We find no fault in the logic that science should play a role when we consider solutions to the problems facing society. There's no substitute for hard facts. But what happens when the science is wrong, or its results are fashioned to favor a political agenda?

In 2006, the California Legislature passed the Global Warming Solutions Act. It was a sweeping measure designed to reduce carbon emissions to 1990 levels by 2020. Towards that goal, the state's Air Quality Board adopted tough new regulations in 2007 on off-road diesel emissions. To meet the standards, thousands of construction and other businesses will have to buy new equipment or perform costly retrofits on their existing equipment.

Last week the San Francisco Chronicle reported that in making its case to justify its harsh regulations, the Air Quality Board overestimated emissions from off-road diesel engines by 340 percent. The board has yet to explain the miscalculation.

Critics have suggested, however, that the board's "best science" was influenced by the political agenda of the environmental movement. Accurate estimates would prove inconvenient to those who desired sweeping regulations. Fudging the numbers by a factor of nearly three and a half provided a problem tailor-made for a radical solution.

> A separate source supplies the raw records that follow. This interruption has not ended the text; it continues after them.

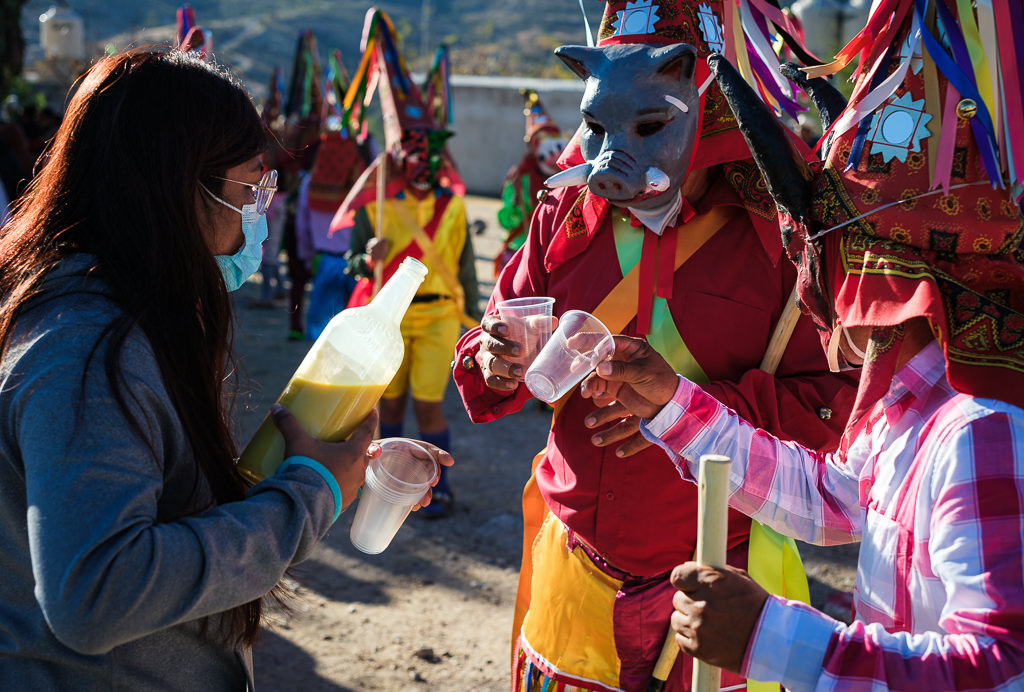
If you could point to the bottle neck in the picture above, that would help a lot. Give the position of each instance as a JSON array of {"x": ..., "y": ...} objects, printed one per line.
[{"x": 396, "y": 295}]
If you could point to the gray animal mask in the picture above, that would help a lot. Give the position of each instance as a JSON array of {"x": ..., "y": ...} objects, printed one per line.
[{"x": 641, "y": 111}]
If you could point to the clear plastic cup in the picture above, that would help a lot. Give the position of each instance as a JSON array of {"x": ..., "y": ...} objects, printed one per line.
[
  {"x": 580, "y": 342},
  {"x": 394, "y": 483},
  {"x": 529, "y": 323}
]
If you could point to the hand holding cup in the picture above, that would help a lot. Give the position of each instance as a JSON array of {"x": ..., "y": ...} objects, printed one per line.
[
  {"x": 512, "y": 338},
  {"x": 636, "y": 377}
]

Of course, mistakes happen. It appears no one knows that better than the staff of the Air Quality Board. The Chronicle also reported that board scientists last year said that 18,000 Californians die prematurely each year because of diesel emissions. The board later said that number was a bit high -- double, in fact, the number of deaths that could actually be attributed to the emissions.

Mary Nichols, chairwoman of the board, told the paper that these revelations don't cause her to question other calculations made by board scientists.

We should think not. Science, after all, evolves. Today's scientific fact is tomorrow's discredited theory.

Australian biologists at the University of Queensland studied 180 species that had been declared extinct by other scientists. Their findings, released last month, found that a third of the species were still alive and unaware that scientific study had rendered them unequivocally dead.

When making important decisions, elected officials, bureaucrats and the public should use the "best science" available. It's important, however, that we understand its limitations. At its best, science is only as good as the data used to reach a conclusion. It is a snapshot of what is now known, subject to change as new data is discovered.

When the data is conjured to reach a preconceived conclusion, it really isn't science. And of that we should all be wary.